AM Psalm 106:1-18; Num. 22:1-21Rom. 6:12-23Matt. 21:12-22

“Prayer was never meant to be magic,” the Mother says.“Then why bother with it?” the daughter asks. Because it’s an act of love,” her mother replies. (Madeline L’Engle, A Ring of Endless Light)

 How many times have we impatiently demanded that God answer our prayers, almost as if God is at our beck and call, responding whenever we need something, as if by magic. Then if we see no evidence that God is listening, we turn our face away as if to say, “Go ahead, two can play this game.” As if God’s seeming lack of response is proof of God’s lack of concern for us. We’ve become so spoiled with instant almost everything, we’ve come to expect instant success rather than anticipating what the act of waiting can produce.

 Sue Monk Kidd in When the Heart Waits, describes the process of transformation that can occur while we wait, when we allow “the time and space necessary for grace to happen.”  Kidd describes it as a process during which grace transforms our lives so that we become a container in which the Holy Spirit can dwell. Prayer can feel like a time of waiting, an act of love that often feels unrequited, while all along the love our prayers contain is not only going out to God but at the same time is transforming us as well.

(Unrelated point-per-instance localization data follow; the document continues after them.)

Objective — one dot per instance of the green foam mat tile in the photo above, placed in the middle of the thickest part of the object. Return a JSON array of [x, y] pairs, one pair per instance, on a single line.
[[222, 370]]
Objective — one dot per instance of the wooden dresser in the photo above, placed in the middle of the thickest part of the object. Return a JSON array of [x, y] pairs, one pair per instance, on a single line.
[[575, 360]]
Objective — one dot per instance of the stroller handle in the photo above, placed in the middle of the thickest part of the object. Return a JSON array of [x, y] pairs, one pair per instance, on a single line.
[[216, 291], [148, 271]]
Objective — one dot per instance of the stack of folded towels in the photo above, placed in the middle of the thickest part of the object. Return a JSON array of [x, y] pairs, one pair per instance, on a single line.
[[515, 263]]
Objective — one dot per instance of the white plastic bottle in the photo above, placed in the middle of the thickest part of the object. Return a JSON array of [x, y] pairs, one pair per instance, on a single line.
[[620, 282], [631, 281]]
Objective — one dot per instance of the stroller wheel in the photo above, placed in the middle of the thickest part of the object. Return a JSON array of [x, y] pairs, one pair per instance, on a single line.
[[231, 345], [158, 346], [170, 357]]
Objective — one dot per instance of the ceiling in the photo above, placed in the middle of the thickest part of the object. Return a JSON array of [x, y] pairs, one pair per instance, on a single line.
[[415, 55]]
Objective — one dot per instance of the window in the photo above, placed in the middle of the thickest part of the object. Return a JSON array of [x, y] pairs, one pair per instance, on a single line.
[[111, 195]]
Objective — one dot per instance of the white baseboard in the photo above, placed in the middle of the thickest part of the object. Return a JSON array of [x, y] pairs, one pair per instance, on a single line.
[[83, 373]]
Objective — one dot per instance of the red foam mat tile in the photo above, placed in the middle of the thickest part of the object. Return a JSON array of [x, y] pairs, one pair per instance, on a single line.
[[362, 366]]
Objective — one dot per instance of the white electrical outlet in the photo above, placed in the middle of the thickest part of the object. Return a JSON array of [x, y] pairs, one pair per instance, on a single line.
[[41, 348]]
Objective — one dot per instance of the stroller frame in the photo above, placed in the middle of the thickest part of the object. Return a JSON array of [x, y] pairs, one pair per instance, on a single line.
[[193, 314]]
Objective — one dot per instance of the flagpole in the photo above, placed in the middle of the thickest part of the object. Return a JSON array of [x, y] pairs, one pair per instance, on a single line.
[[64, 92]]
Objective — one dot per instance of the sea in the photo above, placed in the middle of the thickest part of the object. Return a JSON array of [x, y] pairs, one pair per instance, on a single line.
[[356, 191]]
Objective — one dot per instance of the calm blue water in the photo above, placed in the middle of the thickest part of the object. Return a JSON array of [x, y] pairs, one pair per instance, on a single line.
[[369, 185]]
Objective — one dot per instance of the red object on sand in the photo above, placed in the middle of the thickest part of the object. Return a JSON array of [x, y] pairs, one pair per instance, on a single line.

 Once in a conversation with a monk, Kidd asked how he learned to be so still. He laughed at her and said that she had bought into the myth that in being still we are doing nothing. He went on to say that “when you’re waiting, you’re not doing nothing. You’re doing the most important something there is. You’re allowing your soul to grow up. If you can’t be still and wait you can’t become who God created you to be.”

Jesus teaches us that whatever we ask for in prayer with faith, we will receive. He doesn’t say, how or when but there is the implication that through faith we will receive God’s grace.  

 Today is the church honors the life and legacy of Harriet Beecher Stowe. Stowe married Calvin Stowe, a professor at Lane Theological Seminary. She along with her husband were outspoken critics of slavery and supported the Underground Railroad. She’s probably best known for her book, Uncle Tom’s Cabin (1852), a fiction voicing her antislavery beliefs. Abraham Lincoln is said to have asked her if she was “the little lady who started this great war,” referring to the firestorm of angry debates her book had sparked. It was not until 1865 that the Emancipation proclamation was passed, declaring all slaves should be freed. And even then, it would be an endless effort for those who had been enslaved, along with their descendants to possess the same rights as all other Americans. Stowe was from a faith-filled family. No doubt her faith must have given her the courage to speak out for those things she knew to be wrong. She must have also understood the power of prayer and how our time is not God’s time; that along with prayer comes waiting, waiting for God to transform us and those for whom we pray.

 In today’s gospel, Jesus tells his disciples whatever you ask for in prayer with faith, you will receive. Waiting is hard work. It requires patience and the certainty that in waiting God’s present, a certainty that only faith can bring. Faith that God knows our deepest prayers before we can even put words to our inner most needs. Faith that God will answer not with what we ask but with what we need.